Beyond The 4% Rule: The science of retirement portfolios that last a lifetime by Abraham Okusanya

Beyond The 4% Rule: The science of retirement portfolios that last a lifetime by Abraham Okusanya

Author:Abraham Okusanya [Okusanya, Abraham]
Language: eng
Format: azw3
ISBN: 9781985721647
Publisher: Abraham Okusanya
Published: 2018-03-08T05:00:00+00:00


These strategies use different ways to adjust the withdrawals for inflation.

Fixed withdrawal – no inflation adjustment

A key feature of Bengen’s SWR is that withdrawals are adjusted (up or down) for inflation every year. But there’s abundant research to show that spending in retirement isn’t static in real terms. In fact, spending tends to fall in real terms. Around 90% of annuities purchased are fixed annuities, without any index links or inflation adjustments.

So, what’s the sustainable withdrawal rate if we don’t adjust income for inflation?

The fixed or level withdrawal strategy defines withdrawal as a percentage of the initial portfolio. Subsequent amounts aren’t adjusted for inflation. For instance, a withdrawal rate of 5% from a £100,000 portfolio will produce an income of £5,000 in the first year. The retiree takes an income of £5,000 each year. This happens regardless of the portfolio value and the income isn’t adjusted for inflation. This strategy mimics level annuities.
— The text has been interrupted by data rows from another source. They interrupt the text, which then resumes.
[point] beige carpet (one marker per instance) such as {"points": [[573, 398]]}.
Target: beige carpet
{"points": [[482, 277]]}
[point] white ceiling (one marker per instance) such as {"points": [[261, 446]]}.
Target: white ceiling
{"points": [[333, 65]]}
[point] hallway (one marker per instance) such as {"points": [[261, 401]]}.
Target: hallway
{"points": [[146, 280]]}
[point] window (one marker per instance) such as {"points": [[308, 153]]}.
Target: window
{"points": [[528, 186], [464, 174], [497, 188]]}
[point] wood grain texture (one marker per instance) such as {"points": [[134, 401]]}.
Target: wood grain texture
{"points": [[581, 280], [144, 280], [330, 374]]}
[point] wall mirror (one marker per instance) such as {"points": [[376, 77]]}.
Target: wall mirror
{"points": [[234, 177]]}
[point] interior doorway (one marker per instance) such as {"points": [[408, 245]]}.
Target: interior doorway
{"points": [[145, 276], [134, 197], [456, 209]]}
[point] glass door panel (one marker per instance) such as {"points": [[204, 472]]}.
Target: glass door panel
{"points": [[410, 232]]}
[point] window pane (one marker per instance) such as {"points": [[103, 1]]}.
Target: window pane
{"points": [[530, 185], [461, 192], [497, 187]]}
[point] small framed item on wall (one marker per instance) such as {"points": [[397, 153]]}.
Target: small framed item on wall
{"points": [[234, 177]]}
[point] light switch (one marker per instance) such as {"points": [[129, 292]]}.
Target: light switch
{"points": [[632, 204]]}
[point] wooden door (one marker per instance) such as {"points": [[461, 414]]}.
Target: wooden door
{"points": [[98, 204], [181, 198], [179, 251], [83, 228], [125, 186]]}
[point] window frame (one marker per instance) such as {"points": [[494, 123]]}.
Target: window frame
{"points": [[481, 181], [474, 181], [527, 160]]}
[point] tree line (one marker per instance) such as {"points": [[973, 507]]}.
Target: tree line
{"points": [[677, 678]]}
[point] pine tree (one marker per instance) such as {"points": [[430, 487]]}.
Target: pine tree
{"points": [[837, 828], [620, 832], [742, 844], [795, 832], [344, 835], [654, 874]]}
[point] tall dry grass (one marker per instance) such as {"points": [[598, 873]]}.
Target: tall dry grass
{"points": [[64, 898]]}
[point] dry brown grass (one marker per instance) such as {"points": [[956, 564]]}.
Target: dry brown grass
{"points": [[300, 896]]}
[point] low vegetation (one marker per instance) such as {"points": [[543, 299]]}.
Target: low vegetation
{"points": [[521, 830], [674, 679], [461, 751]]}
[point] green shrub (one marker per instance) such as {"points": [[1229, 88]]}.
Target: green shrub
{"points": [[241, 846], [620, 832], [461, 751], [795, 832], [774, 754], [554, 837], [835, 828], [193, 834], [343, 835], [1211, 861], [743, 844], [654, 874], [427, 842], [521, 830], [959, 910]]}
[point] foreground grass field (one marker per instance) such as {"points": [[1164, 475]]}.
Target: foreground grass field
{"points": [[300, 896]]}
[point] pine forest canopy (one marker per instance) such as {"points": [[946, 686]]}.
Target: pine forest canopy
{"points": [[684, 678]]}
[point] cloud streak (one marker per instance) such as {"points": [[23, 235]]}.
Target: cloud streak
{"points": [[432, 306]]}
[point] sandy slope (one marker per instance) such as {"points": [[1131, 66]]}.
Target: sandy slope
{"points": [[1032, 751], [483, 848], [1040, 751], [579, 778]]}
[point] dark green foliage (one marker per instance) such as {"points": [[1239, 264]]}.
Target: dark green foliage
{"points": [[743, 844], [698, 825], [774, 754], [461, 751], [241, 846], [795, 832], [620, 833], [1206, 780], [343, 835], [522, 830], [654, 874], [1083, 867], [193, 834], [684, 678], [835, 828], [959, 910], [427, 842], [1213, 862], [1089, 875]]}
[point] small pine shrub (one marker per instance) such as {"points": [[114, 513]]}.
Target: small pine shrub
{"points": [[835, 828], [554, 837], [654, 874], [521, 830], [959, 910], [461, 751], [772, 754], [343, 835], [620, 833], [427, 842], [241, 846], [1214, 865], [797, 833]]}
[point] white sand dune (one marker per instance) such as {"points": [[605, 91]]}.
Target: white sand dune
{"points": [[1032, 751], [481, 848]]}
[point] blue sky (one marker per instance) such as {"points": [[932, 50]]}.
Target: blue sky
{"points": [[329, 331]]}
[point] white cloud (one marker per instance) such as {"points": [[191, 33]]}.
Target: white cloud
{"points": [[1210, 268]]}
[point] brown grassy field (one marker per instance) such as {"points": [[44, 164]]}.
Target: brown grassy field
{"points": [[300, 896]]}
Fig. 36 opposite compares fixed and inflation-adjusted withdrawals. It shows historical maximum sustainable withdrawal rates over a rolling 30-year period. A gross withdrawal rate of 4.5% (before fees) is the worst historical scenario for retirees opting for fixed withdrawals. This compares favourably with 3.1% for inflation-adjusted withdrawals.

Even after accounting for a 1% fee, the 50/50 UK portfolio still supports a fixed withdrawal of 4% of the initial portfolio over a 30-year period in the historical worst-case scenarios.

Most retirees appear to be comfortable with this approach, because they tend to spend progressively less as they get older.

However, with a fixed approach there’s the danger that the real value of their income will fall faster than what they need. To understand the impact of inflation, we can compare the real income under this fixed withdrawal (FW) with Bengen’s constant inflation-adjusted withdrawal (CIAW) strategy.

For this comparison, consider two hypothetical retirees, James and John. They each have a portfolio of £100,000. The asset allocation is the same 50/50 UK portfolio, with annual rebalancing and total portfolio charges of 1%. Our first retiree James adopts Bengen’s CIAW method. He takes £2,600pa from his portfolio, which is then adjusted for inflation each year. Our second retiree John adopts the FW approach. He takes £3950pa from his portfolio but it’s not adjusted for inflation in future years.